Eckstrom seeking answers, solutions to stimulus oversight job

Comptroller General Richard Eckstrom journeys to Washington D.C . Wednesday for the National Governors’ Association meeting. The main purpose of the meeting is to exchange ideas for tracking stimulus funds. Officials from the White House and the Office of Management and Budget will be on hand. Eckstrom chairs the State Stimulus Oversight Task Force, created by Executive Order of the Governor. Eckstrom is concerned about the current system in which normal federal dollars and stimulus money are going directly to various state agencies and the Oversight Task Force has to go back and separate what is regular federal money from stimulus cash in order to keep a proper account of the various dollars. Eckstrom says he also wants to find out if any stimulus dollars are available for his task force to use to finance the oversight process.
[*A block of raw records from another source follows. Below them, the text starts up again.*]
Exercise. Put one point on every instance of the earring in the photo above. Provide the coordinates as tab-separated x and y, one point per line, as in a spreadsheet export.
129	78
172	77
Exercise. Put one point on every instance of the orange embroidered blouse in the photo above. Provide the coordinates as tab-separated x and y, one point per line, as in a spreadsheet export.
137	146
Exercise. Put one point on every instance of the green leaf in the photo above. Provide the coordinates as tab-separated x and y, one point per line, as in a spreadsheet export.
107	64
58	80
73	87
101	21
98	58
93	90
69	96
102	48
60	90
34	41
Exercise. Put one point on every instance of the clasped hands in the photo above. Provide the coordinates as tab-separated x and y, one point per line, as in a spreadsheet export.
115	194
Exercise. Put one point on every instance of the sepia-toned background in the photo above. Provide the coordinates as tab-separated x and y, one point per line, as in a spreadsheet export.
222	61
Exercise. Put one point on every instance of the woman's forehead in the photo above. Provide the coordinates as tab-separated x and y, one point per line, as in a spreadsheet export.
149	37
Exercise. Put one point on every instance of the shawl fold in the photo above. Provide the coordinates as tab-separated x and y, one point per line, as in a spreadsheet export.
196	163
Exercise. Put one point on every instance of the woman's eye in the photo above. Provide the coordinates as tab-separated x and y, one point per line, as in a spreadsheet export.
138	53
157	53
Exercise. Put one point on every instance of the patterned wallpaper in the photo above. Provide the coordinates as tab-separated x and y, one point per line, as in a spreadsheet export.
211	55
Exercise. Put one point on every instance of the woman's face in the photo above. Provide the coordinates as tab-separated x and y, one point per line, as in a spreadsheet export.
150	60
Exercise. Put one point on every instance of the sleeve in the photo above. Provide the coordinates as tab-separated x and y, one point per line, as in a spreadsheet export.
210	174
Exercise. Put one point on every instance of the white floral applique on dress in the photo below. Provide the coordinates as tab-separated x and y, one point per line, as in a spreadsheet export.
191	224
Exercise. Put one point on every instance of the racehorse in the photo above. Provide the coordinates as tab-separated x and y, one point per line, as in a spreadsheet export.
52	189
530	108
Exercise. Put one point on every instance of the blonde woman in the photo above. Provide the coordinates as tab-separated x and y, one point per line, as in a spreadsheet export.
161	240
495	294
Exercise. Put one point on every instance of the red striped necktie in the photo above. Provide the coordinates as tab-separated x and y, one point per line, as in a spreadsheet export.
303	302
“I am not going to go up there with my hand out saying give us some money to oversee. I do though intend, if there is that money available, to identify it because there may be occasions when we will incur some out of pocket costs just to satisfy a federal requirement.If the federal government has made some provision that we just don’t know about, I’d like to know.”
Superintendent of Education Jim Rex and State Department of Health and Human Services Director Emma Forkner are co-chairs of the S.C. Stimulus Oversight Task Force.
Eckstrom says he understands that some of the stimulus money going directly to state agencies can be used by those agencies for oversight and accountability.
“Like the U.S. Department of Education sending money to our State Department of Education saying part of the money that we are sending directly to you can be used for oversight and administration. That’s not money we understand can be used at the state level thou, that’s money that the Department of Education will be able to use.”
Eckstrom says his understanding is that none of that money flows to central state government to finance its general oversight responsibilities.
Eckstrom says unlike some officials from other states, he is not crying about unfunded mandates, he’s rolling up his sleeves with other members of the task force to get the job done. He says he thought it was important to place the heads of the 18 state agencies set to receive stimulus dollars on the Oversight Task Force.
“We’re doing this oversight on the cheap. That’s why I’m involving so many agencies because I’m assemb;ing resources from across state government so that we don’t have to spend additional dollars to keep up with this money. It’s an arduous task, yes. It requires a lot of people to do, yes. it requires some system changes, yes. But we’re trying to do it within our existing resources.”